The Meadowlark Christian School offers an alternative program within Edmonton Public Schools for “families who wish their children to be educated in the evangelical Christian tradition.”

Responding via email, Mr. Chubb wrote that his comments about being “able to articulate the moral element to all Christianity” was either a misquote or he had misspoken.

“I believe I was speaking to the issue of freedom of speech and Christianity’s view that everything has a moral overlay,” wrote Mr. Chubb. “The balance of the quote was the opinion of the majority of the parents of the school.”

“My position now, as it was then, is that you cannot legislate belief. I am a firm advocate for freedom of speech and conscience,” wrote Mr. Chubb. “I staunchly defend those who are discriminated against in any way.” Mr Chubb also noted that he participated in the committee which implemented the policy.

Sarah Hoffman Edmonton Public Schools

Sarah Hoffman

The current chair of the public school board says she’s proud of the work that the board has done to ensure that all students, staff and families are safe, welcome and respected in every Edmonton Public School.

“We made the decision to move forward with a policy because there is nothing more important to us than ensuring that every school is a place were students feel accepted,” said Ward G trustee Sarah Hoffman. “We have received positive feedback from the community and our accountability pillars show that students are feeling safer in our schools.”

The outgoing trustee for Ward C, Christopher Spencer, was quick to respond to Mr. Chubb’s comment. “On a factual matter, the largest Protestant denomination in Canada supports gay marriage and welcomes gay clergy, so it is incorrect to say that all Christians think that homosexuality is wrong,” said Mr. Spencer.

Mr. Spencer said more ministers and pastors contacted him in support of the Sexual Orientation and Gender Identity policy than those who were opposed to the policy.
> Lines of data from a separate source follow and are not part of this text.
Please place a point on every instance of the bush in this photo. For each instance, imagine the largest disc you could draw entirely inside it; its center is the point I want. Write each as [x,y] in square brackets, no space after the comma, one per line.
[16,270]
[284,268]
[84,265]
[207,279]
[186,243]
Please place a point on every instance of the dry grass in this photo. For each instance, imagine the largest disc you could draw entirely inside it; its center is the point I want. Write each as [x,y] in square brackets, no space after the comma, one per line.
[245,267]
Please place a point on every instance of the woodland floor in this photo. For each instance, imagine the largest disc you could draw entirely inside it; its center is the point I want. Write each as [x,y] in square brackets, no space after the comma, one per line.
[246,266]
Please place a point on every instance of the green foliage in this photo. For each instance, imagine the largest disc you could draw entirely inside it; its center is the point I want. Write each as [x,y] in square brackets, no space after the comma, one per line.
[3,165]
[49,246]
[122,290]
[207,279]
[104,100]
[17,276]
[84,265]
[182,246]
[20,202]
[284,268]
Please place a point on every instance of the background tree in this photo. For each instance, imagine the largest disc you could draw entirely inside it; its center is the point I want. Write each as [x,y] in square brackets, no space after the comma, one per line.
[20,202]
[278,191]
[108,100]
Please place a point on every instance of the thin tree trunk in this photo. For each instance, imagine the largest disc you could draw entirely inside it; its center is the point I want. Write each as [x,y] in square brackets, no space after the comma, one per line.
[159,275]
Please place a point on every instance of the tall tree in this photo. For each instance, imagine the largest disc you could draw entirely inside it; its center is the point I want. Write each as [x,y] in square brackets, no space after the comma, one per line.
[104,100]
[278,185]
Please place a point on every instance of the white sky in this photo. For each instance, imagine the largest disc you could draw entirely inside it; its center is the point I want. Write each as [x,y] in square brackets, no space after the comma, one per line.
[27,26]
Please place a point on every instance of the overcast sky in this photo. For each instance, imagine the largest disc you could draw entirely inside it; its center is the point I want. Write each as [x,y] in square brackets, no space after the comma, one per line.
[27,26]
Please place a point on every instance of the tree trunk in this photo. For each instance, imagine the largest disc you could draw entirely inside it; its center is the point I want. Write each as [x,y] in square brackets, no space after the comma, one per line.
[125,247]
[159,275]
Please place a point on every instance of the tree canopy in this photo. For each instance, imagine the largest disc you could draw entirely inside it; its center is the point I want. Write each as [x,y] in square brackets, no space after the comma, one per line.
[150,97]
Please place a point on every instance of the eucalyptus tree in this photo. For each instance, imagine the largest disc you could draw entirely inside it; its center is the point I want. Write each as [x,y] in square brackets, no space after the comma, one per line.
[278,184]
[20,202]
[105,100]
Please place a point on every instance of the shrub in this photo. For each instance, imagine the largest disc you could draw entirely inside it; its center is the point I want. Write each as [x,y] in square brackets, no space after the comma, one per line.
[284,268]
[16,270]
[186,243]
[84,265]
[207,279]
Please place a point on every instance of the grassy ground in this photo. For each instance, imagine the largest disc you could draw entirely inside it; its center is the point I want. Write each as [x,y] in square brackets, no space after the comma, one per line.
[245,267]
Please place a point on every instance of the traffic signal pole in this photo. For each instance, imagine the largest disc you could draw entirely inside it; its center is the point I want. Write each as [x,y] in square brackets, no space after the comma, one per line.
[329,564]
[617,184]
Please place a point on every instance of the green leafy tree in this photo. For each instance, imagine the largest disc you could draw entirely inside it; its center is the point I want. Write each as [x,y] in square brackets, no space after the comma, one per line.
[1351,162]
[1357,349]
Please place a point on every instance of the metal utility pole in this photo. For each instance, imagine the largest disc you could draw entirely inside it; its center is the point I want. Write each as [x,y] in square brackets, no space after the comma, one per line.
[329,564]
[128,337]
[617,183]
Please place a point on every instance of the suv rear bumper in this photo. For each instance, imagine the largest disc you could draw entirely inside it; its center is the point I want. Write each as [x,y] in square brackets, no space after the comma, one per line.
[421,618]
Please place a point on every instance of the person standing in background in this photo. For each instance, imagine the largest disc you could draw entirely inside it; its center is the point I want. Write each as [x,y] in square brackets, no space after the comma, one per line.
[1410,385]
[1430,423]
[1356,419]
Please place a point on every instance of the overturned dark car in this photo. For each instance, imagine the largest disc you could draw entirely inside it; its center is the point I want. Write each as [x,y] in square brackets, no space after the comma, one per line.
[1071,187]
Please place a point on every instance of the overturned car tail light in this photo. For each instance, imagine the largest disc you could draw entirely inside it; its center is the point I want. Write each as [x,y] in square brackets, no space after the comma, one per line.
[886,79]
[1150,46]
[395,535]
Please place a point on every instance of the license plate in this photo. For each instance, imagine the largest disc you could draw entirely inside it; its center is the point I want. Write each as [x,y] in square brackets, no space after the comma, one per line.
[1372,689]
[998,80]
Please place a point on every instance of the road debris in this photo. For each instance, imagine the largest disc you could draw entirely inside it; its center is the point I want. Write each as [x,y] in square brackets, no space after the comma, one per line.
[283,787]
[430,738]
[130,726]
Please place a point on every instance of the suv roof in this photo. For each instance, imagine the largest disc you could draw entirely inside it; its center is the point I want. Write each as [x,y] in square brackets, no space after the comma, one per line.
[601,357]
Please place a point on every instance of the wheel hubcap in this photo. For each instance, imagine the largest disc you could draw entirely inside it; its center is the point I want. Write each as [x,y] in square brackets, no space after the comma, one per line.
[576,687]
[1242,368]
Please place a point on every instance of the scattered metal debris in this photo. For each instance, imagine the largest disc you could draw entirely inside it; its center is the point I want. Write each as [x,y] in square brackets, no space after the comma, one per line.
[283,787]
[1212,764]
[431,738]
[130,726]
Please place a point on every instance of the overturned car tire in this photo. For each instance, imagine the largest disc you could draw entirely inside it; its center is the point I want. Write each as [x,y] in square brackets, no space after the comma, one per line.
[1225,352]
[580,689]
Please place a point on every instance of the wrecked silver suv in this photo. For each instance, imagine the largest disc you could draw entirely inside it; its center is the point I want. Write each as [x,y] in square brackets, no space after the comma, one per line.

“As for the notion of some sort of gay-free school, segregation in education based on sexual orientation or gender identity seems as awful to me as segregation based on race, and it must not be allowed to happen in a public institution committed to the needs of all children,” said Mr. Spencer.

Mr. Chubb said he will support the current stand-alone policy and regulations but would include the right for a parent to express moral perspectives on any issue, including those informed by a religious perspective.